In remembrance of a fellow member: From 144 Independent Order of Oddfellows, Gananoque. His sacrifice is also commemorated by the employees of Parmenter & Bulloch (now Textron Inc.).

Taken from the "Gananoque Remembers (A tribute to the men who gave their lives for our freedom)" by Geraldine Chase and Bill Beswetherick

Text reproduced with permission


Below is research completed by Al Lloyd primarily from the service file of Private Clifford.



Jun 25, 1884

Born in London, England to Edwin and Clara (nee Fuller) Clifford.

He has also been known as Norman John Clifford and Norman James Clifford, however the middle name Joseph is the name his family uses, as well as the CWGC.

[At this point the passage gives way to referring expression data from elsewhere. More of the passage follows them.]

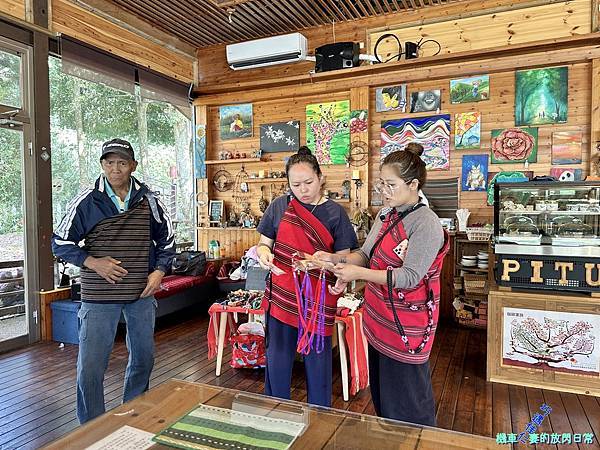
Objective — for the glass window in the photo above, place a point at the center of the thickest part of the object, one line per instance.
(84, 114)
(10, 79)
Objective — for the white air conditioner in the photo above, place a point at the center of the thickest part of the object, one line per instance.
(283, 49)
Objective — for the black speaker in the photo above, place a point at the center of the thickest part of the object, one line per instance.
(341, 55)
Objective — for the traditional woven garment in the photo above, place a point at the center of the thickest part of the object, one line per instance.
(299, 231)
(126, 238)
(416, 309)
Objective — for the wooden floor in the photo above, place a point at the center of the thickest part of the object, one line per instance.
(37, 387)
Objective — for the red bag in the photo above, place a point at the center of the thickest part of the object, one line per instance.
(247, 351)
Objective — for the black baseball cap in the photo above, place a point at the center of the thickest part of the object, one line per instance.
(118, 146)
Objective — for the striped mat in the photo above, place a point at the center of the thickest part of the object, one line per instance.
(208, 427)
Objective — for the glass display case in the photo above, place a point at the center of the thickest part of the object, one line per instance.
(536, 215)
(547, 235)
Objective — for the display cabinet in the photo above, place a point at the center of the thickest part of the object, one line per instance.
(547, 235)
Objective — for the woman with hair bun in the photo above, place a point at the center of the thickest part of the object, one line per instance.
(401, 261)
(303, 222)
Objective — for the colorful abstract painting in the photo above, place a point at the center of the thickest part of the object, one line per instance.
(391, 98)
(474, 172)
(328, 131)
(359, 121)
(467, 90)
(566, 147)
(505, 177)
(426, 101)
(235, 121)
(280, 136)
(432, 132)
(566, 174)
(541, 96)
(467, 130)
(514, 145)
(551, 340)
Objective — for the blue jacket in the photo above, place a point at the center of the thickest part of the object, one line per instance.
(94, 205)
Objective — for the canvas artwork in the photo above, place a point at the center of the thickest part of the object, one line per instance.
(541, 96)
(235, 121)
(432, 132)
(467, 130)
(328, 131)
(359, 121)
(505, 177)
(391, 98)
(426, 101)
(514, 145)
(549, 340)
(474, 172)
(473, 89)
(280, 136)
(566, 174)
(566, 147)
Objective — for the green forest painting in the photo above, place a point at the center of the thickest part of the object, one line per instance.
(541, 96)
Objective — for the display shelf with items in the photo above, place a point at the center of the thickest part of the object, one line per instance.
(547, 235)
(470, 281)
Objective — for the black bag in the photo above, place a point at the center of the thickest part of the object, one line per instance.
(189, 263)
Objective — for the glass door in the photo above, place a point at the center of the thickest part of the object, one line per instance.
(16, 321)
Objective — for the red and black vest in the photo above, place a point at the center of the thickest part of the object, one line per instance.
(404, 330)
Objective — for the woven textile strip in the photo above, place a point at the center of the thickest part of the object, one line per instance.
(212, 427)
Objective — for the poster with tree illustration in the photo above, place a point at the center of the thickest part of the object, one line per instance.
(467, 130)
(548, 340)
(328, 132)
(541, 96)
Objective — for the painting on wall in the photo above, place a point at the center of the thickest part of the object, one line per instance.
(514, 145)
(467, 130)
(280, 136)
(566, 147)
(358, 121)
(467, 90)
(505, 177)
(566, 174)
(391, 98)
(541, 96)
(235, 121)
(474, 172)
(328, 131)
(426, 101)
(551, 340)
(432, 132)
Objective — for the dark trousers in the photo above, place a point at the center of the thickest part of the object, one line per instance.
(401, 391)
(281, 352)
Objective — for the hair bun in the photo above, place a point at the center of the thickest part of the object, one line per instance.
(304, 150)
(414, 148)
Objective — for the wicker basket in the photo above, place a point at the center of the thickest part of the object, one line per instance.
(475, 284)
(478, 234)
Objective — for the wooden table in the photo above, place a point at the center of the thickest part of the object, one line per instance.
(327, 428)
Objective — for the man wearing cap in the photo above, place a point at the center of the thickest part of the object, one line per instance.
(121, 237)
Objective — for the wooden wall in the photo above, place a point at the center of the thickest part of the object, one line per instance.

After immigrating to Canada, Norman found employment in Gananoque, Ontario as a Shipping Clerk with Parmenter and Bullock, a metal manufacturing company specializing in the manufacture of rivets and riveting machinery.  The company is now part of Textron Canada Ltd.


Nov 24, 1914

Attested into the 21st Battalion in Kingston, Ontario

Ø      Number 59169 (temporary number 1091)

Ø      Next of kin given as Edwin Clifford, father, Queen’s Head St., Hazelton, London, England

Ø      Previous occupation given as Shipping Clerk

Ø      No previous military experience given

Ø      Religion given as Presbyterian

Ø      Assigned to “A” Company


May 6, 1915

Embarked the RMS Metagama in Montreal, Quebec


May 15, 1915

Disembarked in Devonport, England and the battalion proceeded to the West Sandling Camp, near Hythe, Kent.


Sep 14, 1915

Embarked the St. Seiriol in Folkestone


Sep 15, 1915

Disembarked in Boulogne, France and the battalion proceeded to St. Omer


Apr 8, 1916

While in the Transport Section behind the lines near St. Eloi, Belgium, Private Clifford was killed by the explosion of an artillery shell.  He was buried by his comrades near where he fell and his grave location was recorded.

When the war ended, the Graves Registration Commission began relocating the battlefield burials into organized cemeteries, but Norman’s body could not be located, most likely because of continuous shelling for the next 2½ years.  As a result, he is commemorated on the Menin Gate as having died in Belgium with no known grave. 


Following the war the 1914-15 Star, British War Medal, Victory Medal and Memorial Cross were sent to his mother, Mrs. CF Clifford, 14 Dewsbury Road, Dollis Hill, London, England.

The Plaque (Dead Man’s Penny) and Scroll were sent to his father, Edwin Clifford, at the same address.